Épinay : graves irrégularités sur la bourse au permis
Le dispositif de la « bourse au permis » est le résultat d’une Charte signée entre l’Association des maires de France (AMF) et le secrétariat aux transports le 20 décembre 2007, suite à des initiatives concluantes dans les villes de Suresnes et de Carcassonne. Cet accord a mené à une mise en œuvre dans de nombreuses communes depuis 2008, en suivant la plupart du temps les éléments fournis par l’AMF. Épinay-sur-Seine fait partie de ces communes bénéficiaires depuis 2010, mais l’application par la municipalité actuelle est l’occasion d’un certain nombre d’irrégularités qu’il convient de souligner et que la prochaine municipalité devra corriger.
Une gestion opaque
La première irrégularité est grave, et correspond à une tendance inquiétante de la municipalité sortante dans tous les domaines. Le fonctionnement de la bourse au permis est accaparé par l’entourage du maire, sans aucune transparence.

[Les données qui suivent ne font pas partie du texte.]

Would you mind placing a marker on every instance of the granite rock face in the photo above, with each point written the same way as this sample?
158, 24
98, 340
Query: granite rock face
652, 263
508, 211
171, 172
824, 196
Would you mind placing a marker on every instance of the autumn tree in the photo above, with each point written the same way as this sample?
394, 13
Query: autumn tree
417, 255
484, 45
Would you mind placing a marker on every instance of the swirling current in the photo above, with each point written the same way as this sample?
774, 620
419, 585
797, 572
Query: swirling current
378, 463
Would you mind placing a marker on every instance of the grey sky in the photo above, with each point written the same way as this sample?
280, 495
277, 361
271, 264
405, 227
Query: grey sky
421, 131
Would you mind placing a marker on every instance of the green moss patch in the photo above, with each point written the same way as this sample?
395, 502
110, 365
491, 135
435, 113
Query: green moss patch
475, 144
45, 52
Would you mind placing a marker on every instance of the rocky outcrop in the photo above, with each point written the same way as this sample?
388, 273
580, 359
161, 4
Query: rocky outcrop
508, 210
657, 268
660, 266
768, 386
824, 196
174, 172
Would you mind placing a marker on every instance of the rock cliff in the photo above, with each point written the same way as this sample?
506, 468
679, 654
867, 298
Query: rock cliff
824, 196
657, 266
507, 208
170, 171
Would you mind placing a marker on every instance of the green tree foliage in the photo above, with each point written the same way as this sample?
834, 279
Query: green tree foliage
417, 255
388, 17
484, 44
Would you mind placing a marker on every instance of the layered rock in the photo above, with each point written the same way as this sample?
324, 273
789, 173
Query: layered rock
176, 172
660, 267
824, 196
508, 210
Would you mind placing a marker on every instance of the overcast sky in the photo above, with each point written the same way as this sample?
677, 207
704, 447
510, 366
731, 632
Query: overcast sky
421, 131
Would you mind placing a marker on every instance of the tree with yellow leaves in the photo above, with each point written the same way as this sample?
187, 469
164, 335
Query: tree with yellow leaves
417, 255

Ainsi la gestion des candidatures est-elle confiée au Service prévention de la mairie. La bourse au permis de conduire est pourtant un dispositif visant principalement à faciliter la formation et l’insertion professionnelle des jeunes, bien loin des compétences du Service prévention, dont les compétences d’ailleurs très floues sont principalement liées à la problématique de la sécurité.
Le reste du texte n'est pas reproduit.